研究課題
孤発性筋萎縮性側索硬化症(ALS)では、RNA編集酵素 adenosine deaminase acting on RNA 2 (ADAR2)の 発現が進行性に低下することが病因的メカニズムに深く関わっているため、ヒトADAR2遺伝子(ADARB1) の発現制御機構を解明することを目的とする。

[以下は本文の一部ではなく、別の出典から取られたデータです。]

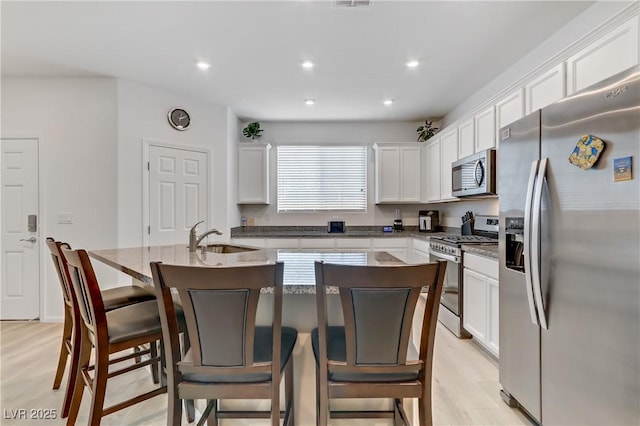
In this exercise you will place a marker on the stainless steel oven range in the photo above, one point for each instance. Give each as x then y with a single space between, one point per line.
448 247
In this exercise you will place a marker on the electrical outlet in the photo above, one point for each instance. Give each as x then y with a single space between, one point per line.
65 218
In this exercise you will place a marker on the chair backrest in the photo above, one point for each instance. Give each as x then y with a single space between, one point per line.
220 305
86 289
378 304
59 263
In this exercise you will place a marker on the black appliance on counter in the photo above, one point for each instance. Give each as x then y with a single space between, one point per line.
449 247
429 221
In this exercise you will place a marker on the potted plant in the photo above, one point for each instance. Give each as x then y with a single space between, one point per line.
252 130
426 131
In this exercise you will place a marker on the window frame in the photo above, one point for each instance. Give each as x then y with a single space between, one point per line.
316 209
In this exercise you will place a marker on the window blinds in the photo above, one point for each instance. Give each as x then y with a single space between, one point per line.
322 178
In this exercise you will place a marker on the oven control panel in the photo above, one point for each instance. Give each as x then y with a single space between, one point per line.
444 248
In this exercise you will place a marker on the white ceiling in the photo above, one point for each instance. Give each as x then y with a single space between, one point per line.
255 50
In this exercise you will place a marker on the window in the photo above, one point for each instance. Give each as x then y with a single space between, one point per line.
322 178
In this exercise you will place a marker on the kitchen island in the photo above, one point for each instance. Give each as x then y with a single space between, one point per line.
299 305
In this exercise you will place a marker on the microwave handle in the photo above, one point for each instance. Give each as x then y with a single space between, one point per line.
475 173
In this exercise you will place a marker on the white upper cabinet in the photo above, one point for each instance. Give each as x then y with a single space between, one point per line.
546 89
448 154
253 173
485 129
612 53
509 109
398 173
432 173
466 138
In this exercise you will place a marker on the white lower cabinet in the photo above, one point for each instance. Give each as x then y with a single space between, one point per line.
480 306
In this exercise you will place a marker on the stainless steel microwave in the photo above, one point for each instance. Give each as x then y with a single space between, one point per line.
474 175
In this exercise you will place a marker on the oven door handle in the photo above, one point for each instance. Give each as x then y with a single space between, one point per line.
449 257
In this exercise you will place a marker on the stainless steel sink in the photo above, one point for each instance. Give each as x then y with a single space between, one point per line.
227 248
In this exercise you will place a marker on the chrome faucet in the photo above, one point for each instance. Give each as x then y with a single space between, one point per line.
194 241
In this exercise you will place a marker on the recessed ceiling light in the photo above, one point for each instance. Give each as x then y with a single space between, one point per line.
203 65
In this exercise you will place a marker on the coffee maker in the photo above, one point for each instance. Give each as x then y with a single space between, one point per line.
428 221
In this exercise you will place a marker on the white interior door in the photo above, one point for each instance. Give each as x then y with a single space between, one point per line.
20 238
178 193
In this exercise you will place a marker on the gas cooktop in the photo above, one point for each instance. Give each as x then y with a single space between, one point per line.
465 239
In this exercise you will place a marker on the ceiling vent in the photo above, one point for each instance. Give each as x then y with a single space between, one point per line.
352 3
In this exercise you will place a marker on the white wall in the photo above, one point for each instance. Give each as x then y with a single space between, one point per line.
91 132
550 52
233 136
349 132
75 120
142 114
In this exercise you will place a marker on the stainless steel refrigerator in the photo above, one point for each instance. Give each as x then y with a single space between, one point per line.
570 258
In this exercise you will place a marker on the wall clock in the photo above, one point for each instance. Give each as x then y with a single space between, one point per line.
179 119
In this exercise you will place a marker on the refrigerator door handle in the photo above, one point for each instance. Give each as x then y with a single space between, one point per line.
527 242
535 246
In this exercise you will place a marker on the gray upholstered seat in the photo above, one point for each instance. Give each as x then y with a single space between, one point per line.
231 357
103 335
137 320
337 351
118 297
262 352
369 356
112 298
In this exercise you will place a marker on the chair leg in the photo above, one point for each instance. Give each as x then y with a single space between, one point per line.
78 387
76 342
174 407
66 336
275 403
288 391
156 369
190 407
399 418
212 415
188 403
424 410
321 401
101 373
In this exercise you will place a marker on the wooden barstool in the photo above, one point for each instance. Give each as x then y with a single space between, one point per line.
113 298
107 333
367 357
230 357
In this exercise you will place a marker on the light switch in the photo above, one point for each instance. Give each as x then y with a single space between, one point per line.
65 218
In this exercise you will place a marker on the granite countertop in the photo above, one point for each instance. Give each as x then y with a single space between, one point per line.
321 232
488 250
299 273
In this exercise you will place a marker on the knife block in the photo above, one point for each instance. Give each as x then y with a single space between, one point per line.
467 228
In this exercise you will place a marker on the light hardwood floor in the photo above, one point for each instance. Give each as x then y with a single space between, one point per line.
465 388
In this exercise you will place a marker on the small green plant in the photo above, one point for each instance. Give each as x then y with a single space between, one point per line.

運動ニューロンにおけるADARB1の発現を解析するために凍結保存した正常対照ヒト脊髄より採取した単一運動ニューロン組織および対照組織(脊髄後角、白質)を用いたcap analysis of gene expression(CAGE)解析を行い、運動ニューロンに特異的なエンハンサーRNA(eRNA)発現部位を特定した。ADARB1遺伝子の上流領域につき、ENCODEおよびFANTOM5プロジェクトの研究結果を参考にし、ADAR2 活性の高い組織と低い組織のヒストン修飾の比較、CAGEタグ発現部位の比較から想定される、プロモーター・エンハンサー部位につき、転写因子結合モチーフを解析した。選定した転写因子から、運動ニューロンに発現している転写因子を抽出し、最も有力な15種類の転写因子を選定し、クローニングを行った。ADARB1遺伝子プロモーター領域のヒストン修飾から、より広い上流領域を含む領域がプロモーターとして働いている可能性が出てきたので、ルシフェラーゼ遺伝子を用いたレポーターアッセイ系を追加構築した。このレポーターアッセイ系を用いて、上記の方法で選定した15種類の転写因子の活性を測定し、5種類について3倍以上のADAR2 活性上昇を認めた。さらに、これらを組み合わせることにより単独よりも2-3倍活性が上昇する組み合わせを得た。これら活性上昇作用のみられた転写因子をヒト由来培養細胞に過剰発現ないしノックダウンさせ、活性の変化を検討し、有意な変化が観察された転写因子を複数得た。
28年度が最終年度であるため、記入しない。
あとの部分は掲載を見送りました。